In this report we will analyze data from the HomesForSale data set. The data contains 120 different observations for 5 variables. Those variables are State, Price, Size, Beds, and Bath. In order to detect if one variable has a significant effect on another, an ⍺ value of 0.05 was chosen. This value was chosen because it is very standard with in statistics. If p < 0.05, then there is a significant difference, otherwise there is no significant difference. In this report, I will first predict if the null hypothesis is true, or if the alternative hypothesis is true. If the null hypothesis is true, then there is no statistical difference between the data and any variation is due to noise. If the alternative hypothesis is true, then the two data columns being compared to have a significant statistical effect on each other.
This report will analyze the following questions:
How much does the size of a home influence its price in California? Hypothesis: The alternative hypothesis is true.
How does the number of bedrooms of a home influence its price in California? Hypothesis: The alternative hypothesis is true.
How does the number of bathrooms of a home influence its price in California? Hypothesis: The null hypothesis is true.
How do the size, the number of bedrooms, and the number of bathrooms of a home jointly influence its price in California?
Hypothesis for size ~ price: The alternative hypothesis is true.
Hypothesis for bedrooms ~ price: The alternative hypothesis is true.
Hypothesis for bathrooms ~ price: The null hypothesis is true.
According to the summary of the linear model, the slope for price is ~1.06. This means that for every dollar, the size of the house increases by 1.06 sq ft. The p-value for size and price came out to be 0.000463, meaning that the price will have a significant impact on the size.
My original hypothesis was true.
The summary for the model reported a p-value of 0.255. This means that there is no statistical significance between the number of beds and the price of a home. Meaning that the number of bedrooms does not affect the price of a home. This is shown through the slope of the price being 0.0005433. This means that for each dollar of price, the number of bedrooms increases by 0.0005.
My original hypothesis was false.
The summary for the model gave a p-value of 0.00409. Since the p-value is less that 0.05, this means that the number of bathrooms greatly influences the price of a home in California. The estimated slope is 0.001329, meaning that for every dollar, the number of bathrooms will increase by 0.001329. This can certainly be a lot when homes are hundreds of thousands of dollars.

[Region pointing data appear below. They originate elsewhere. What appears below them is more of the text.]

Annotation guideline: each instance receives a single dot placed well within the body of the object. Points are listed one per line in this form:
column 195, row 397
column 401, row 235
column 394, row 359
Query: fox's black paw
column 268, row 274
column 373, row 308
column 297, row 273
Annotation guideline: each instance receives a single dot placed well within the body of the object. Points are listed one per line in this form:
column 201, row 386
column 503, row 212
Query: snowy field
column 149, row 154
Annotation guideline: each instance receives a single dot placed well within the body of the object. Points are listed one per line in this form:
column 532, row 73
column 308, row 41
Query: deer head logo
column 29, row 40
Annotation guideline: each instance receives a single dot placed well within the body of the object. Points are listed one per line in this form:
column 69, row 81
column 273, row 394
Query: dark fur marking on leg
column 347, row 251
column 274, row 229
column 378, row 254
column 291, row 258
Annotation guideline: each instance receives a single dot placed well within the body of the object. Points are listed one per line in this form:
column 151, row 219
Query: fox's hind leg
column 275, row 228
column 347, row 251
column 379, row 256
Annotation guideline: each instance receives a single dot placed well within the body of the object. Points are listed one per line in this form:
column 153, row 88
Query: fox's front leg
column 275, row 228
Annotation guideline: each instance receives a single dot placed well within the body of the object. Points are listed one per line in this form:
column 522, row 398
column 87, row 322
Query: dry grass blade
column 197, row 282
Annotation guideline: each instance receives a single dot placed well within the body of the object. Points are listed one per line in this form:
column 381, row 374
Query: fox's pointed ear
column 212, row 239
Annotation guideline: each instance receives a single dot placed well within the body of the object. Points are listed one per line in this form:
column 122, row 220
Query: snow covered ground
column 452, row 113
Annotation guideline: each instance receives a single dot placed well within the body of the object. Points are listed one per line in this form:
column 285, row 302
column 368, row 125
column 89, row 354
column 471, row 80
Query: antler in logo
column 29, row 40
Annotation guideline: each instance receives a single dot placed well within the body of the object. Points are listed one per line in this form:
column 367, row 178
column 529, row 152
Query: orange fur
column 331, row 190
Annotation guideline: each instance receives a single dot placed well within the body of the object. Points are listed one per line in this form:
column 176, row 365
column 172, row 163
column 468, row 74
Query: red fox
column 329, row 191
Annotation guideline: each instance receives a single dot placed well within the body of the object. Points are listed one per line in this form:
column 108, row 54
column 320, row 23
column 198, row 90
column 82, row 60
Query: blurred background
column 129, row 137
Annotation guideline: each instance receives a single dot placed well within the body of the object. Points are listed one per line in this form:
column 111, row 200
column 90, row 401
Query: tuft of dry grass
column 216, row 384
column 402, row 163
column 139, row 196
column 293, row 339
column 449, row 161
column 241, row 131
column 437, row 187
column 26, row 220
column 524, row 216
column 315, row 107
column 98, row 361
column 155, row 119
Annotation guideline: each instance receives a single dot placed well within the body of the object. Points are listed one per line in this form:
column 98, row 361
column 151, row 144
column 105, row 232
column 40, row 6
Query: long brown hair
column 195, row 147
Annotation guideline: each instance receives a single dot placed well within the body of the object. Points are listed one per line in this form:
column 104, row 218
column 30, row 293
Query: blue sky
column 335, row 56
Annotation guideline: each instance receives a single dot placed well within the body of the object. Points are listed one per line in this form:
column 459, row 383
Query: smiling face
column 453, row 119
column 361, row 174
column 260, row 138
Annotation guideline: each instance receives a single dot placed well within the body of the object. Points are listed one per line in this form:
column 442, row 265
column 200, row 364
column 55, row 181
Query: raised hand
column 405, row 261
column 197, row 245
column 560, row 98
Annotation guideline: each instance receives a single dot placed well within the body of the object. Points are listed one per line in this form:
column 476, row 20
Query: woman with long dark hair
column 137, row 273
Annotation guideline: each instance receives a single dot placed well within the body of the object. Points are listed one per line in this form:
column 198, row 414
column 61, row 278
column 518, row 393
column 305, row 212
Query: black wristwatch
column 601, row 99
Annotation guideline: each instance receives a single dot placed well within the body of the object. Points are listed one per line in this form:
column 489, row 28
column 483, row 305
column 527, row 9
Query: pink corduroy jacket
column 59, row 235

My original hypothesis was false.
When it comes to price and size, the p-value was 0.0259. Since it is less than 0.05, the size of the home has a big influence of the price of the home. In fact the slope is 0.28. This means that for each dollar of price, the square footage increases by 0.28. For price and number of bedrooms, the p-value was 0.6239. This means that There is no significant relationship between price and number of bedrooms. This is supported by the slope estimate of -33.7. With this slope, for each dollar there are -33.7 bedrooms. It is impossible to have a negative amount of bedrooms in a house, meaning that the difference between the price and number of bedrooms is due to noise in the data. For the number of bathrooms and price, the p-value was 0.2839. This means that there is also no significant relationship between price and number of bathrooms. The estimated slope for these two is 83.9844. This means that for every dollar spent on a house, the number of bathrooms would increase by ~84. This doesn’t make sense when it comes to reality, therefore supporting there not being a significant relationship between price and number of bathrooms.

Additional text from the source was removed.